Now most types of research add something, it is implicit when you submit a paper for publication that it adds something. To look at that sentence in its parts, first original contribution does not mean Nobel Prize for Physics or enormous change to entire discipline. Some ikkle bits of research are capable of this, and some PhD thesis, notably Likert's 1930's one for psychological measurement have indeed been break-thorough. For most of us mere mortals though, our contribution is going to be much less significant, but hopefully it will be novel or original and it will add in some way. The three types of contributions which are usually of interest here are Methodological, Theoretical and Practice contributions.
A methodological contribution is where you have either added to the knowledge regarding a research method or you have tried something original with a research method or approach.
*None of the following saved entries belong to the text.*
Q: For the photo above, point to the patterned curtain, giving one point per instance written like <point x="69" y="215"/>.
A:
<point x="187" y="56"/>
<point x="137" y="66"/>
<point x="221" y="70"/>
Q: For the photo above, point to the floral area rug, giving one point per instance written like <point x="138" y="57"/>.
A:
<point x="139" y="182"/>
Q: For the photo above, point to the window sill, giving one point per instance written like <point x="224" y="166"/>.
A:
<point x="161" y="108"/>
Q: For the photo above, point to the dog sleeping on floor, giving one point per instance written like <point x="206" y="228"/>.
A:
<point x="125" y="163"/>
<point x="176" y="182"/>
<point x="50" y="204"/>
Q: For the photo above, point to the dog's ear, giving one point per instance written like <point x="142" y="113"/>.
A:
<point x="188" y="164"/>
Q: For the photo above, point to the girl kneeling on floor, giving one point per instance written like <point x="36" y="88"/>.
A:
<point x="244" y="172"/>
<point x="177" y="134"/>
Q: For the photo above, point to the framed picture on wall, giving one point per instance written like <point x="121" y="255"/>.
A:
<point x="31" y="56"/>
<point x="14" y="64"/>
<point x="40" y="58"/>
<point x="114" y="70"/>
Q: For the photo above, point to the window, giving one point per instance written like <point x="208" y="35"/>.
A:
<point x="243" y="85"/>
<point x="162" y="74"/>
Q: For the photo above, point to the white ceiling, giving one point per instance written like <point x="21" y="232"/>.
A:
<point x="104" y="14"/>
Unless you are doing something truly different, usually methodological contributions aren't huge, but they may be present.
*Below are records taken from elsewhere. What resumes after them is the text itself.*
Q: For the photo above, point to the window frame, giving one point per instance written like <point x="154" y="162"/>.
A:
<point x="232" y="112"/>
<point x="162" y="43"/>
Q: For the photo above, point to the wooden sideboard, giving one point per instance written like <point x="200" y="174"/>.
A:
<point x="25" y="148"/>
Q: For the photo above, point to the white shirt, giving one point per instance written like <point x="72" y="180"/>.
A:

Theoretical contributions add something to the current knowledge. As some person once said to me, if you imagine the biggest book (100,000 pages+) possible which contains absolutely everything about your discipline, your paper, phd or work has added something to that book.. possibly though just a paragraph in page 57,723. BUT what a paragraph it is! You’ve added something! And, hey, it could be a footnote! Again though, the SO WHAT? question comes to mind though, you’re addition must survive that cocky chavver with an attitude problem.
Practice and Managerial Contributions (Or, what you hope they are)
These are usually difficult, as these are generally what you hope that you are going to add to practice or managerial know-how with the outcomes and findings of your student. Here the SO WHAT question becomes more of a SO WHO? As you’ll have to clearly identify the users of this type of information, and you’ll want some vague kind of credibility to this “who”. A vague hand-wavery of “managers” might not be enough here, and particularly a PhD student may want to be able to name people or parties who he/she has had discussions as “proof” of professional interest in a viva.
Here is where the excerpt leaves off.